The most complicated part of interfacing Cell with the host language is of course converting the data that is passed back and forth between them from one representation to the other. The compiler/code generator here first tries to map the Cell data types to build-in data types of the host language, or types that are defined in its standard libraries, like integers, floating point numbers, strings or arrays. Failing that, it tries to generate classes in the host language that can be mapped to the native Cell types. This approach is mostly used to deal with records and union types, and, in the case of Java, with tuples. When everything else fails (which doesn't happen very often) the language resorts to a generic format that is less convenient to use but that has the advantage of being universal.
The interface is still a work in progress, and feedback and suggestions on how to improve it are of course always very welcome. The eventual goal is to make the generated classes almost as easy to use as hand-coded ones, even though it may not be possible to completely eliminate every source of friction between Cell and the host language.
The reason Cell was designed to be a domain-specific language, and its compiler to be a code generator, should be obvious. Choosing the main language for your application has usually more to do with the tools, libraries and support that are available for it than it has with the language itself, and one generally has to be, by necessity, very conservative there. But a domain-specific language that integrates with your primary language, instead of replacing it, stands a much better chance of actually being useful, as it can be adopted gradually, and only when, and to the extent that, it provides a clear advantage.

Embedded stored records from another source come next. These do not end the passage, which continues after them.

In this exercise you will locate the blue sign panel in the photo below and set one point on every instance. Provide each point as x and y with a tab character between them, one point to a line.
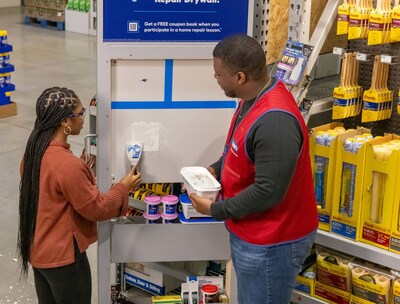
173	20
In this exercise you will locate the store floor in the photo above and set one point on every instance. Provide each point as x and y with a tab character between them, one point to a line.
43	57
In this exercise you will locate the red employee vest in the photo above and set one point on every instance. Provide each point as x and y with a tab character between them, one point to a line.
296	215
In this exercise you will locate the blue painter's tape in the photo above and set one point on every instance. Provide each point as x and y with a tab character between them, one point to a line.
157	105
169	67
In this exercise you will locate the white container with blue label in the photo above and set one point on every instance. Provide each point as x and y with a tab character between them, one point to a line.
152	204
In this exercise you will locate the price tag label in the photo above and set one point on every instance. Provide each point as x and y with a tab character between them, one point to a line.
338	51
362	57
387	59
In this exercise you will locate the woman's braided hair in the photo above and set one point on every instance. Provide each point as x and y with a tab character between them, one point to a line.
52	106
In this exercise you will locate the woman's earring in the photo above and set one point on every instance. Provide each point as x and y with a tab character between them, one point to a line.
67	130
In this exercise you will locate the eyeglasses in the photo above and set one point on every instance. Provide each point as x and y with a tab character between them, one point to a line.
81	114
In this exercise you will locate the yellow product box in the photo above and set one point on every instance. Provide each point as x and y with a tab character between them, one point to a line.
379	190
395	28
166	299
396	290
333	269
377	23
395	231
324	180
330	294
348	185
305	281
370	285
343	19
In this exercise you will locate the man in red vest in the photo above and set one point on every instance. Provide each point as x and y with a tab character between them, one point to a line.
268	201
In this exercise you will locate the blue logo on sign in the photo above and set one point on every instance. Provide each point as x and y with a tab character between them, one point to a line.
234	146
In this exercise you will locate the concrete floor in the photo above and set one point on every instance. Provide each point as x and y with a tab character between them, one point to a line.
43	57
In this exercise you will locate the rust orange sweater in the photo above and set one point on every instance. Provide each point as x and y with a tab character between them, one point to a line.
69	206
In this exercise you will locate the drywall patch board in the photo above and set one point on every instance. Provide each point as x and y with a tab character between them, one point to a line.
182	118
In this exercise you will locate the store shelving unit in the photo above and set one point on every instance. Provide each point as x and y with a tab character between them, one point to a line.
358	249
301	298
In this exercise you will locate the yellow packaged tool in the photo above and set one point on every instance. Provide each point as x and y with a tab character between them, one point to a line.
379	191
343	18
396	287
378	100
356	22
398	103
347	97
323	142
395	28
347	197
379	23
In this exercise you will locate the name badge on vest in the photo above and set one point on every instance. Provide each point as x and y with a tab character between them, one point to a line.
234	147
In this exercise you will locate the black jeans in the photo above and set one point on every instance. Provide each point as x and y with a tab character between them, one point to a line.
71	284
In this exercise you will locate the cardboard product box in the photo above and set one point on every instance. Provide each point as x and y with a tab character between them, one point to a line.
8	110
145	278
305	281
199	281
371	285
328	153
333	269
380	183
348	187
330	294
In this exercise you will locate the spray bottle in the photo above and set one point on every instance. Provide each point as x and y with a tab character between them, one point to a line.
134	152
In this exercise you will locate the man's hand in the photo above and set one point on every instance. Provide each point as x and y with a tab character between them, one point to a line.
202	205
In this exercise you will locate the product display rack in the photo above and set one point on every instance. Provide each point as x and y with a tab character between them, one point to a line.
120	242
7	107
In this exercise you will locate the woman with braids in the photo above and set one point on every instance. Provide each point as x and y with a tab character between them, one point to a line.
60	204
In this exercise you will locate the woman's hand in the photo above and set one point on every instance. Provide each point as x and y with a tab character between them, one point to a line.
90	160
132	179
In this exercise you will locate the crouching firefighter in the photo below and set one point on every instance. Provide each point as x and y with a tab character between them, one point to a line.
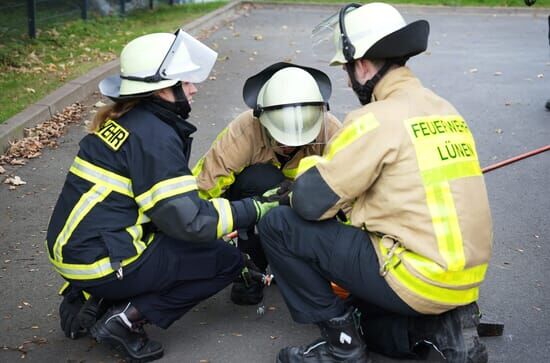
262	147
420	233
129	226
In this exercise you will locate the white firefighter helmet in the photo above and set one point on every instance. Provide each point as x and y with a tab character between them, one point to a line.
156	61
372	31
291	107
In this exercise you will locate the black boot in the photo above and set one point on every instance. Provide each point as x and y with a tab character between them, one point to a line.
250	293
340	342
122	328
453	333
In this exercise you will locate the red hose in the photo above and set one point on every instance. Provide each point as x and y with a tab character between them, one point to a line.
515	158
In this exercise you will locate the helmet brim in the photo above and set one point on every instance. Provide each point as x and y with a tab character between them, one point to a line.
254	84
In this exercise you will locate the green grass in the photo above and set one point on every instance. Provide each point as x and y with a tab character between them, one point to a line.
489	3
32	68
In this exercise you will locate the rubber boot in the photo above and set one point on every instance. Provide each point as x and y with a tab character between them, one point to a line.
117	328
340	342
246	294
453	334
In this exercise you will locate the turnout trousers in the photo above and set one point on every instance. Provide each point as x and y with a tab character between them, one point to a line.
175	276
306	256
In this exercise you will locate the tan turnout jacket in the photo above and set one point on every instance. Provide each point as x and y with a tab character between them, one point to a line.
245	142
409	166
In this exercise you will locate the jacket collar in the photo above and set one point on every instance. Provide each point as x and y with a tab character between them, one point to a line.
394	80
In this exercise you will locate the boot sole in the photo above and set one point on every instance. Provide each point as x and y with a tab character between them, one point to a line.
119	345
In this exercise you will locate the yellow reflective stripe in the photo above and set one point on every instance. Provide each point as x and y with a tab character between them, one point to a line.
307	163
91	271
87	201
225	216
165	189
96	175
350	133
434	293
433	272
449	172
445	223
290	173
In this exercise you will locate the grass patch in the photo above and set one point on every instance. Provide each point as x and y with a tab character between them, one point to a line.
489	3
32	68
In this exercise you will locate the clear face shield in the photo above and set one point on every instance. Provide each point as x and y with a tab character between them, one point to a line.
296	125
329	39
187	60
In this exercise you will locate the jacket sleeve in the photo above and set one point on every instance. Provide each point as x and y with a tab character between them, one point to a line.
350	164
166	193
229	154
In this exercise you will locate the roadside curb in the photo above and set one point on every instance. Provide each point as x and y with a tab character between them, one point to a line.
83	86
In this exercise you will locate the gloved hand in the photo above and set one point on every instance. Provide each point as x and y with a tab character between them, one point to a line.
280	194
73	300
263	206
250	271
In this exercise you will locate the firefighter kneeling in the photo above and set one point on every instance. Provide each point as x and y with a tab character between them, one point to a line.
420	233
129	226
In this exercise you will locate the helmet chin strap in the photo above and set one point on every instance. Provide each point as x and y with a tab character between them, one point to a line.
364	91
182	105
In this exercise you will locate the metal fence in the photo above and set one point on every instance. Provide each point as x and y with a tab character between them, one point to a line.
30	16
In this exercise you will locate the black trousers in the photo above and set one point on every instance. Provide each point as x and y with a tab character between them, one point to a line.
306	256
176	276
254	180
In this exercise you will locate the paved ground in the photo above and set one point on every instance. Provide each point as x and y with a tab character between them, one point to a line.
505	110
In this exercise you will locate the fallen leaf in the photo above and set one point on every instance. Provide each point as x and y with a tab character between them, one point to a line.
16	180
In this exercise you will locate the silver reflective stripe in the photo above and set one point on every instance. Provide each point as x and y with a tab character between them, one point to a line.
225	219
101	269
148	200
95	175
80	210
137	233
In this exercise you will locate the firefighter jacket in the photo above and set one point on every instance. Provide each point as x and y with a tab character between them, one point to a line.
408	164
129	185
245	142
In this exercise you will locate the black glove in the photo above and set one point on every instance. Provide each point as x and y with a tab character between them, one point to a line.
250	271
73	300
280	194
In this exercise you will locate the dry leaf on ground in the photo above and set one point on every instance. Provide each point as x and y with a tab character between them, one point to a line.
42	135
15	181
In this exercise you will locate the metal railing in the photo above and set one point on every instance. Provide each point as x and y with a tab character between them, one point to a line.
29	16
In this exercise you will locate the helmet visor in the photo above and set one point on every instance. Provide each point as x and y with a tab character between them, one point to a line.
187	60
295	125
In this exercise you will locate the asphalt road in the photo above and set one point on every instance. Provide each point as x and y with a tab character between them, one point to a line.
493	65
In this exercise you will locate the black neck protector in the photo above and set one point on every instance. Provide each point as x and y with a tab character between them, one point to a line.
364	91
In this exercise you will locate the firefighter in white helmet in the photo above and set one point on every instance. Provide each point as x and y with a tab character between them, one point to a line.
420	234
262	147
129	225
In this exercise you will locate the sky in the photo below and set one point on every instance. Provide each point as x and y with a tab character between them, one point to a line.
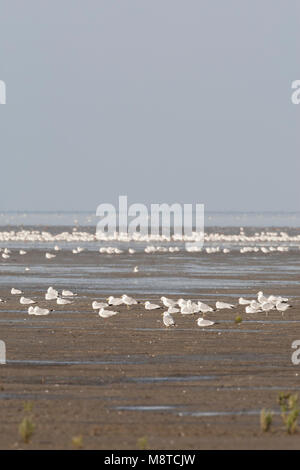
160	100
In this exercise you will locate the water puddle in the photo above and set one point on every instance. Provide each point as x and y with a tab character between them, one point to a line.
190	378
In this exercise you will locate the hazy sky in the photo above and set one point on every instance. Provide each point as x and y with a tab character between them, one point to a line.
160	100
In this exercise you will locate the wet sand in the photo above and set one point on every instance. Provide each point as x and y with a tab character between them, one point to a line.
128	377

It's just another tool in your toolbox. You can start by identifying a small part of your application that could benefit from being written in Cell: it could be a viable alternative, for example, to an embedded SQL database for small amounts of persistent data, providing a better data model, full programmability, a better interface with the host language and, once the implementation has matured, probably better performance (possibly much better performance). Or it could be used to implement a reactive subsystem of your application, as an alternative to a reactive library, or to the tedious (and error-prone) hand-coded propagation of changes. These are just examples. Cell is nothing if not different: its strengths and weaknesses don't have a lot of overlap with those of more conventional languages, and object-oriented ones in particular, and there's no shortage of areas where it can complement them effectively.